G. HICKES AND THE DEVELOPMENT OF GERMANIC STUDIES IN GREAT BRITAIN AT THE END OF THE 17th AND THE BEGINNING OF THE 18th CENTURIES
In: Vestnik Moskovskogo Universiteta: naučnyj žurnal = Moscow State University bulletin. Serija 9, Filologija, Heft №4, 2023, S. 72-81
The article analyses the contribution of G. Hickes (1642–1715), the author of an Anglo-Saxon grammar and Linguarum vett. septentrionalium thesaurus grammatico-criticus et archæologicus, into the intellectual life of his time. Gathering around him the group of 'Oxford saxonists', he promoted the study of the AngloSaxon language and culture, the publication of texts in ancient Germanic languages and their translation into Late Modern English. In the context of the history of comparative linguistics, his works, in which Anglo-Saxon was considered alongside other Germanic languages, testify, in spite of their deficiencies, to the emergence in that early period of such important concepts as a parent language and a family tree. His achievements include the first description of Anglo-Saxon dialects and poetry.
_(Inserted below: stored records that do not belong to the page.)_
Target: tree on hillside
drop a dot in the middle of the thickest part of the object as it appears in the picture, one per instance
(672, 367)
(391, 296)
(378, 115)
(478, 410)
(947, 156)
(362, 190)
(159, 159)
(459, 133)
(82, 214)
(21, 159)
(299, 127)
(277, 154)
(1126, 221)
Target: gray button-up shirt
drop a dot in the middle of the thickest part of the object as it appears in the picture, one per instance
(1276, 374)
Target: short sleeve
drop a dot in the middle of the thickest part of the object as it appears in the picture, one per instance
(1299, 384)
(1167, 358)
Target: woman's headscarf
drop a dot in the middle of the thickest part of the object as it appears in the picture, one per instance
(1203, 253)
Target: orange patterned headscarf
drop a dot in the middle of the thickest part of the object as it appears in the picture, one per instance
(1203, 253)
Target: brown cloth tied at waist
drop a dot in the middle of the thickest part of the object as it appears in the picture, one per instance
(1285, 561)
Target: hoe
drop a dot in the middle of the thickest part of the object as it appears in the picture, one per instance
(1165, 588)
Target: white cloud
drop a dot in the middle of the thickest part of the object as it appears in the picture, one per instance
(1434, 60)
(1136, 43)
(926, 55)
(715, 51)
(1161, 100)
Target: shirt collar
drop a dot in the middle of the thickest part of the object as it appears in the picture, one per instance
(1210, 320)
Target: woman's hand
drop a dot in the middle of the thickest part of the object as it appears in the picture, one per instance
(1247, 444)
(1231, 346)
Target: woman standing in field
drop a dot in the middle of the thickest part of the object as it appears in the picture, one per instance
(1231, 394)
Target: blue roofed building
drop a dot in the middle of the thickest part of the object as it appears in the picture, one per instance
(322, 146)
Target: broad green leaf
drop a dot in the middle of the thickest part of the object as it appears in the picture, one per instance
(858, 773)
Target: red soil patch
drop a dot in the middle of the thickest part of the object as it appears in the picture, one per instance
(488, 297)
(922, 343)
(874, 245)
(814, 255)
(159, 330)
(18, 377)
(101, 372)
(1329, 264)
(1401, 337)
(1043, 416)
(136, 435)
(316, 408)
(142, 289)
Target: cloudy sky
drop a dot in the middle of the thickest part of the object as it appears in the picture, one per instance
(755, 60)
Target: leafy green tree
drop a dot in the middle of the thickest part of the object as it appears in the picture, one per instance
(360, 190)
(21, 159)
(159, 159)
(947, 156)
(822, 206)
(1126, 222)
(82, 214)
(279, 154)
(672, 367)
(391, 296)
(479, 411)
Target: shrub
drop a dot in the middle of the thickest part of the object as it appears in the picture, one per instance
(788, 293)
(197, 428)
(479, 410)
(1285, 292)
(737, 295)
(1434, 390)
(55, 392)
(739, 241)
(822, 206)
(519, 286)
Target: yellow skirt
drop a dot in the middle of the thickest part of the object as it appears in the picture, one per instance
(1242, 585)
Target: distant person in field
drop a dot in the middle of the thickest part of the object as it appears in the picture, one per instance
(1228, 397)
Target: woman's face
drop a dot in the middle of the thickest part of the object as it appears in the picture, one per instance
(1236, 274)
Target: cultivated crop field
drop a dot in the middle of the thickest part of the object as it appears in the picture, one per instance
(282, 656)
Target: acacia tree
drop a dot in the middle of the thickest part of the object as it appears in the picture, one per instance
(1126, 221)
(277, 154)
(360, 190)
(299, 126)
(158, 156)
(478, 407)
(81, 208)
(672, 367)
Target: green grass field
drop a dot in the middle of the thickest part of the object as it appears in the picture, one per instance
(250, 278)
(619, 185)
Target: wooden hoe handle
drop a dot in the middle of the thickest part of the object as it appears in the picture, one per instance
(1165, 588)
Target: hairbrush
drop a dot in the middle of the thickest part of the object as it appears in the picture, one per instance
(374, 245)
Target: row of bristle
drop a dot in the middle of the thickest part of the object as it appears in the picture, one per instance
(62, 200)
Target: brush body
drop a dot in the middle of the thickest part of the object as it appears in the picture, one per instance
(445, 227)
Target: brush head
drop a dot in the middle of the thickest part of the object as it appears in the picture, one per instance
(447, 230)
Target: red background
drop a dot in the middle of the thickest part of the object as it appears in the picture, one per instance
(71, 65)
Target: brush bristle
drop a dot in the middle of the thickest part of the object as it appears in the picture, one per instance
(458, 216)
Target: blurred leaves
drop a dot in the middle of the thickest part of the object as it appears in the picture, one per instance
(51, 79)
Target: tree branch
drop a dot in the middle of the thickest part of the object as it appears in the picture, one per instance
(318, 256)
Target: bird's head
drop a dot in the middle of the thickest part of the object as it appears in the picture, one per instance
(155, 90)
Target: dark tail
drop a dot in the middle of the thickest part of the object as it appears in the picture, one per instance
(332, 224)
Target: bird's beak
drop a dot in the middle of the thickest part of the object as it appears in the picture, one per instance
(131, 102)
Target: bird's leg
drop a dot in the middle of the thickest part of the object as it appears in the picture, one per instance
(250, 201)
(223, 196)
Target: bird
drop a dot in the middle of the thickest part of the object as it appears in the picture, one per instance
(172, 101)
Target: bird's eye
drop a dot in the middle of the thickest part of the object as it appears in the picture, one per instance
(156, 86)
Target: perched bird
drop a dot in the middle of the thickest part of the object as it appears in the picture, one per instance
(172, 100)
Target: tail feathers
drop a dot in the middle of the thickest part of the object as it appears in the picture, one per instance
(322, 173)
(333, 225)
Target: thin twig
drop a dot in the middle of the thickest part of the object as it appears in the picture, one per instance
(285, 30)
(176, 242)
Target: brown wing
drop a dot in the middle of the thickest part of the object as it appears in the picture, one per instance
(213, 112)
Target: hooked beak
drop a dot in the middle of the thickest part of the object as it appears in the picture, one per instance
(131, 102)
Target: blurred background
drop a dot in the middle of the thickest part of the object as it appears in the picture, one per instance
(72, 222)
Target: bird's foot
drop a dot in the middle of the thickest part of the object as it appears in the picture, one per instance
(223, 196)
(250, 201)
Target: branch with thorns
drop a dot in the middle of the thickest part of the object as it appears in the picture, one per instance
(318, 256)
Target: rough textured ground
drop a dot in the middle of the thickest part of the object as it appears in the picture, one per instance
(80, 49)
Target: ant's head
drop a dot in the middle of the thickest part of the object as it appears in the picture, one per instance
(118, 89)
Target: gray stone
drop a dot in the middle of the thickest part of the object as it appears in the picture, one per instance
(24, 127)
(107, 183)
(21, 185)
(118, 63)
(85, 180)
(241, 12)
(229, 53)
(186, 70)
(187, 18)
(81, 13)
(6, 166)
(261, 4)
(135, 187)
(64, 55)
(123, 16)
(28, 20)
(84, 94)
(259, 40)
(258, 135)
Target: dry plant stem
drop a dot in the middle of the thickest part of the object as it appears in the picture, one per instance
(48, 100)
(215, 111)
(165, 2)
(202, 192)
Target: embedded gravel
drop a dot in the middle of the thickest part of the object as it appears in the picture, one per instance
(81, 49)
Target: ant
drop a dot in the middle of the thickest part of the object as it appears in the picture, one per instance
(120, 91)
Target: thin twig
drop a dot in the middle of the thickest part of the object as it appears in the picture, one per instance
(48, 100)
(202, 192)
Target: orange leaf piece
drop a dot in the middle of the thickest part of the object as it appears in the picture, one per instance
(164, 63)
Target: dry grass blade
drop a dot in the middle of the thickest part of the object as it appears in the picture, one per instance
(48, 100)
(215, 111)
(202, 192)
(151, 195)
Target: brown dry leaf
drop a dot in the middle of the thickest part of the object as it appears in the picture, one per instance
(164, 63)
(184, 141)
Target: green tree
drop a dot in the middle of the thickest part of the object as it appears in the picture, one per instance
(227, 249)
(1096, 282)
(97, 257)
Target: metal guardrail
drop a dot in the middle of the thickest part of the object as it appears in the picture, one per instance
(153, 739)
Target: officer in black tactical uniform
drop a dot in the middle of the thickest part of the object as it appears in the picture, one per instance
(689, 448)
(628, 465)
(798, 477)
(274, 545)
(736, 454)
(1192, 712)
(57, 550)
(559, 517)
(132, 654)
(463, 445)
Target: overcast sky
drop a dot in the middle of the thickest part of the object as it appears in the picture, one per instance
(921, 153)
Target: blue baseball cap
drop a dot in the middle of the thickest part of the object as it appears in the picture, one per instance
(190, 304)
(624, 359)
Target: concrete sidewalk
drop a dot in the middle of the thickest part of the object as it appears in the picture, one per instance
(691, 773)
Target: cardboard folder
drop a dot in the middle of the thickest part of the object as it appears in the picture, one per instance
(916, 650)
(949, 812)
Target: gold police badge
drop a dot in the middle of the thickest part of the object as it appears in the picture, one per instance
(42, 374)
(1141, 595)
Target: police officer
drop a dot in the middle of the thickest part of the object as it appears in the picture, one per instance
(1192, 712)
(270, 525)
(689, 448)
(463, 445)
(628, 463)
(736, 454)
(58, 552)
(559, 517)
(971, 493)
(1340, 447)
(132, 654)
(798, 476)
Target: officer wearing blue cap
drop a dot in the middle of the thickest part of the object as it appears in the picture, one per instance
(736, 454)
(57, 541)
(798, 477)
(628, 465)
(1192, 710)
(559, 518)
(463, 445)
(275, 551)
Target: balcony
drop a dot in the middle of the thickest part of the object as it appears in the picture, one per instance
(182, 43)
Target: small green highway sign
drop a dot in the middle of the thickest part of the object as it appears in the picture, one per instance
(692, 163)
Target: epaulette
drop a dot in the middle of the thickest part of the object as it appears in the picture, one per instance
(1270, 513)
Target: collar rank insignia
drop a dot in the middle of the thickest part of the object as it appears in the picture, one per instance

Taking into consideration Hickes' attainments, one might find it strange that many of his contemporaries viewed his research and that of other Oxford saxonists in a critical light. The first reason lay in the intellectual climate of his time. In an age when most British intellectuals saw their historical roots in the culture of Ancient Greece and Rome, the scholars suggested a principally different interpretation of the roots of the British nation. In fact, they contributed to the emergence of a new AngloSaxon identity. Secondly, their contemporaries found strange and pedantic their scholarly methods of textological analysis, which, actually, were quite close to modern ones, and the dry style of their works, the abundance of terms and complicated syntactic structures. The third explanation is the practical bias of most prescriptive grammars of the 18th century, which looked for criteria of correctness not in historical records, but in contemporary usage.